Wei Chuan Foods Corp (味全食品) yesterday said it is to invest nearly 600 million yuan (US$88.5 million) building a new plant in China’s Suzhou, as part of efforts to accelerate the firm’s turnaround.
The facility — which is to distribute refrigerated products to customers in the greater Shanghai area — is expected to begin production in the fourth quarter of next year, a company official said by telephone yesterday.
The official, who requested anonymity, said revenue generated by the firm’s plant in China’s Hangzhou has surpassed sales at its Taiwanese plants since last year.
Last year, sales at the Chinese operations made up 53 percent of the company’s total sales of NT$17.1 billion (US$562 million), while sales in Taiwan contributed 45 percent, company data showed.
Overall sales in China reached nearly NT$9 billion last year, a 15.6 percent increase from the previous year, Wei Chuan said.
That figure is forecast to reach NT$10 billion this year in light of growing demand for refrigerated dairy products.
The 64-year-old company’s business strategy to raise revenue contribution from the Chinese market came as it has been the target of a nationwide boycott of its products in Taiwan for the past three years.

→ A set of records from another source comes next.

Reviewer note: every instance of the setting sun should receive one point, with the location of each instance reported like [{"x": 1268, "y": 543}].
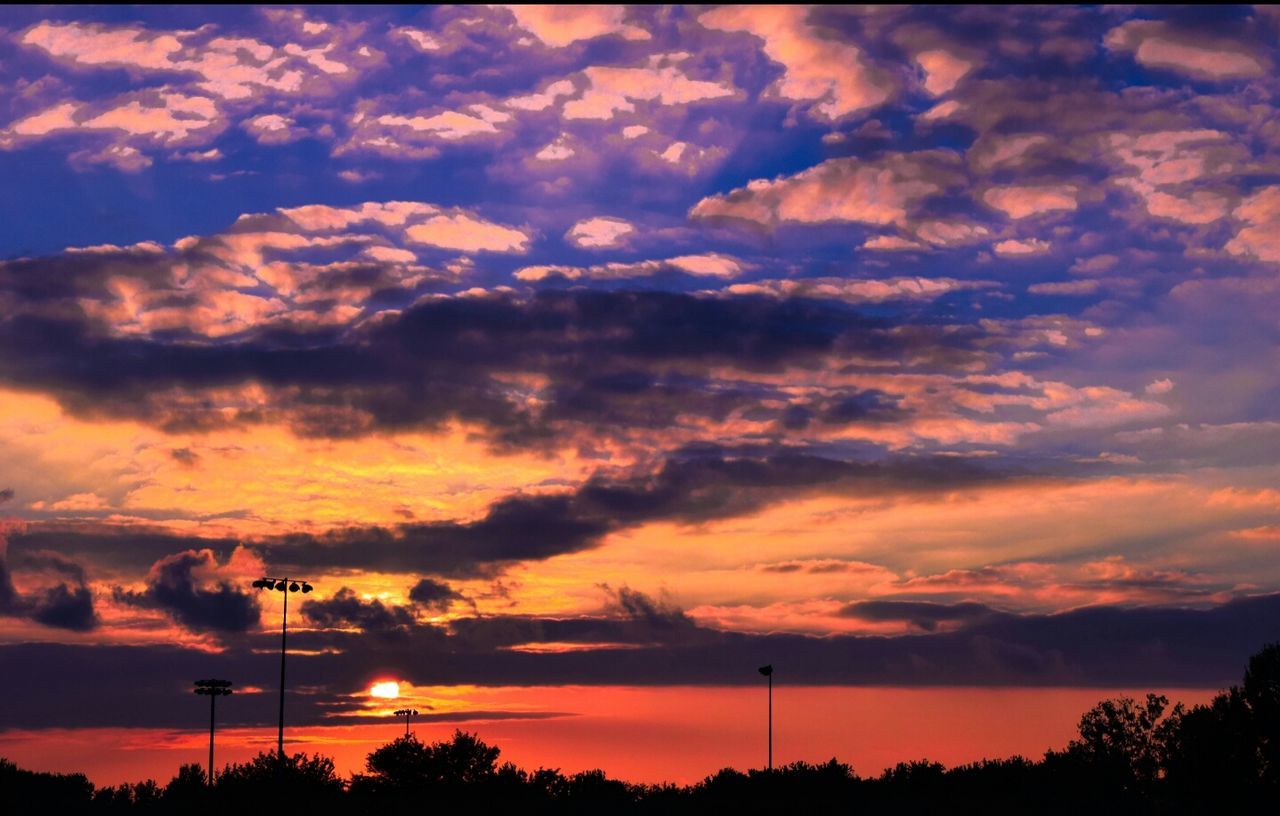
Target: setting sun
[{"x": 387, "y": 691}]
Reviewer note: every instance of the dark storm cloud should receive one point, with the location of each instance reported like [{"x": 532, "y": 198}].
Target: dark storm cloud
[
  {"x": 65, "y": 603},
  {"x": 347, "y": 610},
  {"x": 133, "y": 548},
  {"x": 174, "y": 588},
  {"x": 611, "y": 358},
  {"x": 695, "y": 485},
  {"x": 150, "y": 684},
  {"x": 924, "y": 615}
]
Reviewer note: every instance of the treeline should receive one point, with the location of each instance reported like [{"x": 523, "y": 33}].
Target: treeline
[{"x": 1129, "y": 756}]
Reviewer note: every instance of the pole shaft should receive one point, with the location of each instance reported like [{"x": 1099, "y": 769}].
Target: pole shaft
[
  {"x": 284, "y": 629},
  {"x": 211, "y": 700}
]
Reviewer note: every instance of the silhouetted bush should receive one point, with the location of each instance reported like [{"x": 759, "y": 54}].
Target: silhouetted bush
[{"x": 1129, "y": 756}]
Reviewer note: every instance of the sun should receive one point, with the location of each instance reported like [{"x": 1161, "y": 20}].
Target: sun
[{"x": 387, "y": 691}]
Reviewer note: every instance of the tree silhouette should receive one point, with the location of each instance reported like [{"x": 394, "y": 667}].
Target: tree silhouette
[
  {"x": 1129, "y": 756},
  {"x": 1121, "y": 743}
]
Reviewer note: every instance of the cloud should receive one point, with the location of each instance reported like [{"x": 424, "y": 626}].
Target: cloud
[
  {"x": 1156, "y": 646},
  {"x": 599, "y": 233},
  {"x": 1020, "y": 202},
  {"x": 199, "y": 594},
  {"x": 880, "y": 192},
  {"x": 560, "y": 26},
  {"x": 709, "y": 265},
  {"x": 923, "y": 615},
  {"x": 467, "y": 233},
  {"x": 853, "y": 290},
  {"x": 347, "y": 610},
  {"x": 1193, "y": 53},
  {"x": 613, "y": 91},
  {"x": 1014, "y": 247},
  {"x": 833, "y": 76},
  {"x": 434, "y": 596},
  {"x": 694, "y": 487},
  {"x": 942, "y": 69},
  {"x": 1260, "y": 237},
  {"x": 62, "y": 597}
]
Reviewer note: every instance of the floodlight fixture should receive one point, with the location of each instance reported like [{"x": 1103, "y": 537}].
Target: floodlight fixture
[
  {"x": 768, "y": 672},
  {"x": 213, "y": 688},
  {"x": 284, "y": 586}
]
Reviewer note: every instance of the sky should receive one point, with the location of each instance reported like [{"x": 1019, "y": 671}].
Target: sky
[{"x": 586, "y": 358}]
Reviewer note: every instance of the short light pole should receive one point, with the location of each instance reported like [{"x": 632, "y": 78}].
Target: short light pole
[
  {"x": 286, "y": 586},
  {"x": 213, "y": 690},
  {"x": 406, "y": 714},
  {"x": 768, "y": 672}
]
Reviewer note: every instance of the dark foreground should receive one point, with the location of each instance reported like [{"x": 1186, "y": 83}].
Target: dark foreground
[{"x": 1130, "y": 756}]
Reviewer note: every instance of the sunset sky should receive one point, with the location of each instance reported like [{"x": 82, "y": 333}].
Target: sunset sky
[{"x": 588, "y": 358}]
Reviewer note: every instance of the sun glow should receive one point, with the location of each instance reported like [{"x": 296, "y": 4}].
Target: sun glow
[{"x": 387, "y": 691}]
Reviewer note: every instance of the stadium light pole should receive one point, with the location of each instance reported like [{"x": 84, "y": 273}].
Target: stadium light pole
[
  {"x": 213, "y": 690},
  {"x": 768, "y": 672},
  {"x": 406, "y": 714},
  {"x": 286, "y": 586}
]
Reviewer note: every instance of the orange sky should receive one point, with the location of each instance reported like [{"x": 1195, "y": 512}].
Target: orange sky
[{"x": 640, "y": 734}]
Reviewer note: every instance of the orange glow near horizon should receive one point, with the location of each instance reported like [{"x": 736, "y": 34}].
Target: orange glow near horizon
[
  {"x": 388, "y": 690},
  {"x": 638, "y": 733}
]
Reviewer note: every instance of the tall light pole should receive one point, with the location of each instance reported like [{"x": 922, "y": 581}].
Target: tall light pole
[
  {"x": 768, "y": 672},
  {"x": 286, "y": 586},
  {"x": 213, "y": 690},
  {"x": 406, "y": 714}
]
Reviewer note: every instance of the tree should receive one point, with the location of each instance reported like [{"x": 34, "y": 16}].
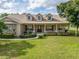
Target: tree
[
  {"x": 70, "y": 10},
  {"x": 2, "y": 24}
]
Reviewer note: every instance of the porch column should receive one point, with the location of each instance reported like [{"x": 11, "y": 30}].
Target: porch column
[
  {"x": 33, "y": 28},
  {"x": 44, "y": 28},
  {"x": 18, "y": 30},
  {"x": 56, "y": 28}
]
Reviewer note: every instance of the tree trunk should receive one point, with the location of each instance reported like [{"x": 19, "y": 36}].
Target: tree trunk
[{"x": 76, "y": 33}]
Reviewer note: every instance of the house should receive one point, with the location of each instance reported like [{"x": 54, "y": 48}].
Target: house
[{"x": 22, "y": 23}]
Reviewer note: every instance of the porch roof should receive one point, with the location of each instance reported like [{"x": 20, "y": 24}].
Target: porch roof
[
  {"x": 44, "y": 22},
  {"x": 22, "y": 19}
]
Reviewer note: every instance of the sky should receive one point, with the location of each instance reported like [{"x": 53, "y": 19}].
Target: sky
[{"x": 29, "y": 6}]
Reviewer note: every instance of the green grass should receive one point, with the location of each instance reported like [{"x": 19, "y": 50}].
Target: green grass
[{"x": 51, "y": 47}]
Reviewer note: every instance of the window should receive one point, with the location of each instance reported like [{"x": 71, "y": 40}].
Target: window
[
  {"x": 39, "y": 18},
  {"x": 29, "y": 17},
  {"x": 49, "y": 17}
]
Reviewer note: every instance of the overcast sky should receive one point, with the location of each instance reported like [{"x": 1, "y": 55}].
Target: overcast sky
[{"x": 29, "y": 6}]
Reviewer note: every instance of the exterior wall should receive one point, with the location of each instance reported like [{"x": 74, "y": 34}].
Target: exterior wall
[
  {"x": 11, "y": 29},
  {"x": 19, "y": 29}
]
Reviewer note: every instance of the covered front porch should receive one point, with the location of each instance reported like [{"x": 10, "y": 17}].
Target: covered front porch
[{"x": 41, "y": 28}]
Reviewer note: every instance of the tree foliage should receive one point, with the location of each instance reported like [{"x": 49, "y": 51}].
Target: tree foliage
[
  {"x": 70, "y": 10},
  {"x": 2, "y": 24}
]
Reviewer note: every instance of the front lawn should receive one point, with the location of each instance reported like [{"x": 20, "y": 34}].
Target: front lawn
[{"x": 51, "y": 47}]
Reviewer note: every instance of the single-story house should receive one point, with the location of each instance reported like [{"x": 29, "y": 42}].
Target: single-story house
[{"x": 19, "y": 24}]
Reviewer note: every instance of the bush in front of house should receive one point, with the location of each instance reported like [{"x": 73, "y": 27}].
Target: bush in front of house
[
  {"x": 28, "y": 35},
  {"x": 41, "y": 36},
  {"x": 7, "y": 36}
]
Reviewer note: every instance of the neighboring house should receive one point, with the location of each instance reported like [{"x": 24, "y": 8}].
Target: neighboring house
[{"x": 23, "y": 23}]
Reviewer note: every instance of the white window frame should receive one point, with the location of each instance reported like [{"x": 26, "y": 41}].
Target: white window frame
[
  {"x": 40, "y": 18},
  {"x": 30, "y": 17}
]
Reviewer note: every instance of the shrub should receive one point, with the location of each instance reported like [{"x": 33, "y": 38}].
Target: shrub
[
  {"x": 7, "y": 36},
  {"x": 28, "y": 36},
  {"x": 41, "y": 36}
]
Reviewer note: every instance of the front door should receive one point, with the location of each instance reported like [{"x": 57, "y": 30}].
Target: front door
[{"x": 39, "y": 28}]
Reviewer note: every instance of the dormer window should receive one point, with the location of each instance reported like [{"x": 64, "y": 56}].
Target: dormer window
[
  {"x": 29, "y": 17},
  {"x": 39, "y": 17}
]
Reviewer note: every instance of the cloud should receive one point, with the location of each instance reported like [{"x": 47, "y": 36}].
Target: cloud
[{"x": 30, "y": 6}]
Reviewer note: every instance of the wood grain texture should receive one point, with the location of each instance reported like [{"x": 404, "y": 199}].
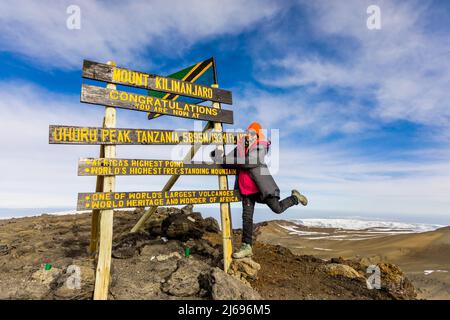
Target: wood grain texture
[
  {"x": 108, "y": 167},
  {"x": 115, "y": 200},
  {"x": 59, "y": 134},
  {"x": 103, "y": 271},
  {"x": 132, "y": 101},
  {"x": 225, "y": 211},
  {"x": 123, "y": 76}
]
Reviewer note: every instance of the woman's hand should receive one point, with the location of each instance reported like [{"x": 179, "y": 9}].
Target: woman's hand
[{"x": 216, "y": 154}]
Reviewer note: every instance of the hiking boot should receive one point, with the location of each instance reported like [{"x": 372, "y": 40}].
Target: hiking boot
[
  {"x": 245, "y": 251},
  {"x": 300, "y": 198}
]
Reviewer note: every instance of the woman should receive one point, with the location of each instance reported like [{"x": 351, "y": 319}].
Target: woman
[{"x": 255, "y": 184}]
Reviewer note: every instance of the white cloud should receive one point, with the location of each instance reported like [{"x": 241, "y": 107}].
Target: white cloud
[
  {"x": 125, "y": 31},
  {"x": 401, "y": 67},
  {"x": 37, "y": 174}
]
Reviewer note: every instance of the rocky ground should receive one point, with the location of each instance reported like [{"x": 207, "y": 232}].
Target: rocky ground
[
  {"x": 43, "y": 257},
  {"x": 424, "y": 257}
]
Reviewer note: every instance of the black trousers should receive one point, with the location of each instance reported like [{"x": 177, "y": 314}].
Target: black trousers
[{"x": 248, "y": 208}]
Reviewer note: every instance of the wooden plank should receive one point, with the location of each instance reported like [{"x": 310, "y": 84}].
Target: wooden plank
[
  {"x": 127, "y": 77},
  {"x": 170, "y": 183},
  {"x": 138, "y": 102},
  {"x": 103, "y": 269},
  {"x": 59, "y": 134},
  {"x": 225, "y": 211},
  {"x": 106, "y": 167},
  {"x": 115, "y": 200}
]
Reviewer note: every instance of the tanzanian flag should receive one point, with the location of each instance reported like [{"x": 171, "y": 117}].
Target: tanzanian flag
[{"x": 203, "y": 73}]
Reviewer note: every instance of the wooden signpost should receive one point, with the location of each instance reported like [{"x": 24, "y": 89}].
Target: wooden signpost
[
  {"x": 105, "y": 199},
  {"x": 112, "y": 74},
  {"x": 108, "y": 167},
  {"x": 116, "y": 200},
  {"x": 126, "y": 136},
  {"x": 138, "y": 102}
]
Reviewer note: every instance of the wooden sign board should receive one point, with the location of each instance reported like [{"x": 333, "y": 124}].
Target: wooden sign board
[
  {"x": 110, "y": 167},
  {"x": 138, "y": 102},
  {"x": 116, "y": 75},
  {"x": 125, "y": 136},
  {"x": 115, "y": 200}
]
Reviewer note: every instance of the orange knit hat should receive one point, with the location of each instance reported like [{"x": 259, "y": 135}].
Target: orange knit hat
[{"x": 255, "y": 126}]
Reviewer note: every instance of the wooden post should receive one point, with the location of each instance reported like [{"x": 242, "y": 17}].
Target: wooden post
[
  {"x": 169, "y": 184},
  {"x": 104, "y": 228},
  {"x": 225, "y": 212},
  {"x": 95, "y": 223}
]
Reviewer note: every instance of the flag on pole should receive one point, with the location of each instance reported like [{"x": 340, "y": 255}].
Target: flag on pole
[{"x": 203, "y": 72}]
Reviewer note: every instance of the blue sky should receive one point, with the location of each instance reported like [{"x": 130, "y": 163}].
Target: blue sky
[{"x": 363, "y": 114}]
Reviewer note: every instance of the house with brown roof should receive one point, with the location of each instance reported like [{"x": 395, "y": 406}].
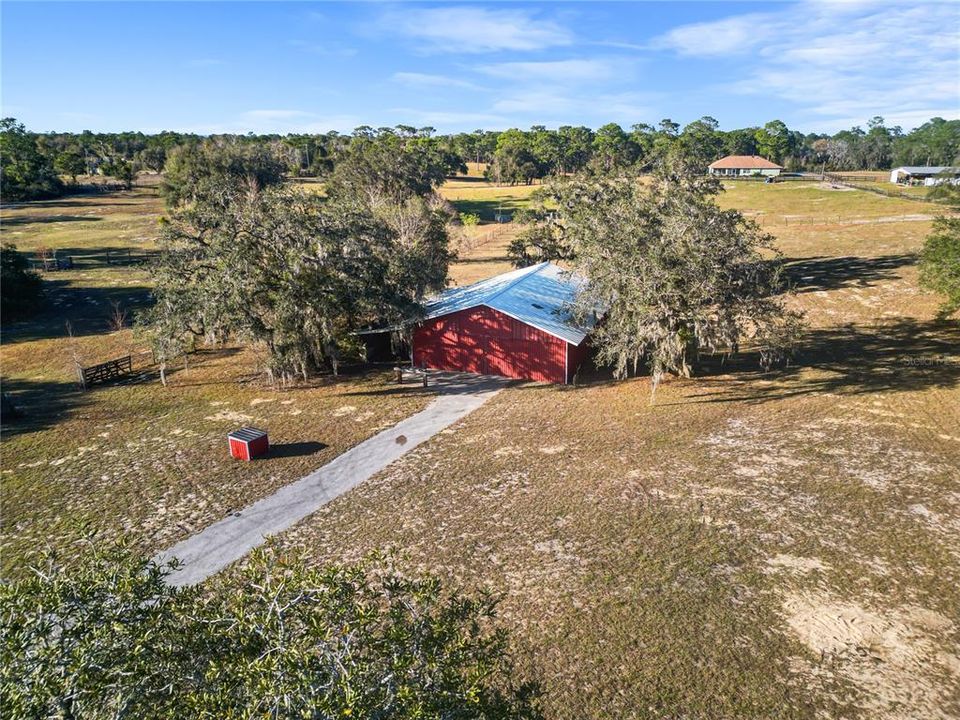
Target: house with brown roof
[{"x": 744, "y": 166}]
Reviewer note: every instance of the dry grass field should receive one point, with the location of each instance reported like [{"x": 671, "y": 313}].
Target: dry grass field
[{"x": 747, "y": 545}]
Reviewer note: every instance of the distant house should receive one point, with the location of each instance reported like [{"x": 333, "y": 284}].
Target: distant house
[
  {"x": 744, "y": 166},
  {"x": 517, "y": 325},
  {"x": 923, "y": 175}
]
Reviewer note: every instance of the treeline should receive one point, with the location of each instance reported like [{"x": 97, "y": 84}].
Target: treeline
[{"x": 35, "y": 165}]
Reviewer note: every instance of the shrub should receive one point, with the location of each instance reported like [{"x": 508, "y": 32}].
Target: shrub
[{"x": 107, "y": 637}]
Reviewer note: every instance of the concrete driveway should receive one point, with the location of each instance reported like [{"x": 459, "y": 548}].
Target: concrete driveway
[{"x": 228, "y": 540}]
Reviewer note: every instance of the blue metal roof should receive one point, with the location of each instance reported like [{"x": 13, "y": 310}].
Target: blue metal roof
[
  {"x": 925, "y": 169},
  {"x": 538, "y": 295}
]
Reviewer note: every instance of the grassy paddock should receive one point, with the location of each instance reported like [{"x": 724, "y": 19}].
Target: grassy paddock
[
  {"x": 748, "y": 545},
  {"x": 138, "y": 457}
]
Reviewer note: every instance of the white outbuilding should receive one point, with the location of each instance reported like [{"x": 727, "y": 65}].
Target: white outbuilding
[{"x": 924, "y": 175}]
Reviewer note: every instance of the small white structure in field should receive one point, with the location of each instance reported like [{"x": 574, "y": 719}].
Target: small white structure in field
[
  {"x": 924, "y": 175},
  {"x": 744, "y": 166}
]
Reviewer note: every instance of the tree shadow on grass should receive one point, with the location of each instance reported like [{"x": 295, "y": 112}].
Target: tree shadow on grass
[
  {"x": 294, "y": 449},
  {"x": 897, "y": 356},
  {"x": 47, "y": 219},
  {"x": 40, "y": 404},
  {"x": 87, "y": 309},
  {"x": 834, "y": 273}
]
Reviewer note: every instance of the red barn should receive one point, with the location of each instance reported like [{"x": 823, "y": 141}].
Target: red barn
[{"x": 516, "y": 325}]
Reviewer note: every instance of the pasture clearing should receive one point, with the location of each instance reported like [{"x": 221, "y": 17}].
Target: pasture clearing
[
  {"x": 135, "y": 456},
  {"x": 750, "y": 545}
]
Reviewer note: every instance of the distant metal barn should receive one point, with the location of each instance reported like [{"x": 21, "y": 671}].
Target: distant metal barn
[{"x": 516, "y": 325}]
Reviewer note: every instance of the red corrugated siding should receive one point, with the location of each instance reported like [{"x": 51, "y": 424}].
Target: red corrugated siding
[
  {"x": 577, "y": 355},
  {"x": 482, "y": 340}
]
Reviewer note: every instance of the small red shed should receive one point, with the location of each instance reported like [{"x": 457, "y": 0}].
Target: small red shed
[
  {"x": 248, "y": 443},
  {"x": 516, "y": 325}
]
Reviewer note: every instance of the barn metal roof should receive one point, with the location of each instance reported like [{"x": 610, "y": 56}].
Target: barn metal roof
[
  {"x": 744, "y": 162},
  {"x": 924, "y": 170},
  {"x": 538, "y": 295}
]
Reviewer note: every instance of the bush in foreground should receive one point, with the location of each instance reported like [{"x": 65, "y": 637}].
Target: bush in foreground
[
  {"x": 940, "y": 263},
  {"x": 107, "y": 637}
]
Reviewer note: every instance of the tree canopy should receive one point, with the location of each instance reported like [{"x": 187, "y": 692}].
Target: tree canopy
[
  {"x": 940, "y": 263},
  {"x": 671, "y": 273},
  {"x": 295, "y": 273}
]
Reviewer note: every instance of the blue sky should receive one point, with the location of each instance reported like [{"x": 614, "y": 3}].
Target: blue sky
[{"x": 313, "y": 67}]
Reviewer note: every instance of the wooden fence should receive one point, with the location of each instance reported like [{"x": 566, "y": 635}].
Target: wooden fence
[
  {"x": 110, "y": 370},
  {"x": 859, "y": 182}
]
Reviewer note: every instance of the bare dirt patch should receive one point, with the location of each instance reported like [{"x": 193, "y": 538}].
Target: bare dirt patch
[{"x": 891, "y": 657}]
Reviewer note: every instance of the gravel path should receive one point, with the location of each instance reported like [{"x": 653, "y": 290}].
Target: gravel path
[{"x": 228, "y": 540}]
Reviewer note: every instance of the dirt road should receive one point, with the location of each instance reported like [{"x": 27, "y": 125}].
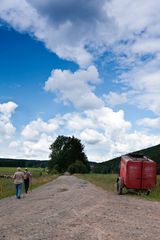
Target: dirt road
[{"x": 73, "y": 209}]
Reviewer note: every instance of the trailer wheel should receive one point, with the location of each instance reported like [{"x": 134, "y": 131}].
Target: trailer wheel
[{"x": 119, "y": 186}]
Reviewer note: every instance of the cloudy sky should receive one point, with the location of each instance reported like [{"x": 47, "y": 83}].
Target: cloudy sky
[{"x": 89, "y": 69}]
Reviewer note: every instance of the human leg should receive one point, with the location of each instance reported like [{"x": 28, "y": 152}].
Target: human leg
[{"x": 19, "y": 190}]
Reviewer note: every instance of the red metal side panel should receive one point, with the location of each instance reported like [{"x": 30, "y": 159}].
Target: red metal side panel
[
  {"x": 149, "y": 174},
  {"x": 134, "y": 170},
  {"x": 123, "y": 170}
]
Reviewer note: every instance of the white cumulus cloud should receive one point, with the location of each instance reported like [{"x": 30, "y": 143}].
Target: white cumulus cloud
[{"x": 76, "y": 88}]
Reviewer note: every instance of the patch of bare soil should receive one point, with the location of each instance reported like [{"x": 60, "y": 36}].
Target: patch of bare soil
[{"x": 73, "y": 209}]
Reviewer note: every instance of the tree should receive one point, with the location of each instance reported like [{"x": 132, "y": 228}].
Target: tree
[{"x": 65, "y": 151}]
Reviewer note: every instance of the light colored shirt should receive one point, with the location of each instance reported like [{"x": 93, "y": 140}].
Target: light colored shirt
[{"x": 18, "y": 177}]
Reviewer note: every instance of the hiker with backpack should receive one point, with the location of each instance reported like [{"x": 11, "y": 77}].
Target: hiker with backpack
[{"x": 27, "y": 177}]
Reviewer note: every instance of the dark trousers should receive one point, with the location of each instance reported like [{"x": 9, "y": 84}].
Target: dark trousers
[{"x": 26, "y": 185}]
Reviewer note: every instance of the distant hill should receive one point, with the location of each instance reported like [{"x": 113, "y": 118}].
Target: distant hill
[
  {"x": 112, "y": 166},
  {"x": 11, "y": 162}
]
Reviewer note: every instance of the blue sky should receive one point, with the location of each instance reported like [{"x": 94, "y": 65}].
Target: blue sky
[{"x": 87, "y": 69}]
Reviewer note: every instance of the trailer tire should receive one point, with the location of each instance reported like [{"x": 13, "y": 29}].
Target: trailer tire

Wei Chuan, a major unit of Ting Hsin International Group (頂新集團), has suffered from a widespread boycott after its parent company was embroiled in a food safety scandal in 2014 involving the sale of tainted cooking oil at its subsidiaries.
“We will not withdraw from the domestic market,” Wei Chuan chief executive officer Michael Su (蘇守斌) said at the firm’s annual shareholders’ meeting in Taipei on Tuesday.
Over the past three years, the company has continued to invest in improving its food safety standards to win back the public’s trust, Wei Chuan said.
The firm reported a net profit of NT$46.72 million in the first quarter, or earnings per share of NT$0.09, ending 10 consecutive quarters of net losses, while first-quarter sales increased 2.2 percent year-on-year to NT$3.6 billion on improving demand.
However, the company still posted an operating loss of NT$126 million in the first quarter, improving from a loss of NT$533 million in the same period last year.
Shareholders on Tuesday approved a proposal not to distribute a cash dividend this year after the firm posted a net loss of NT$776 million for the whole of last year.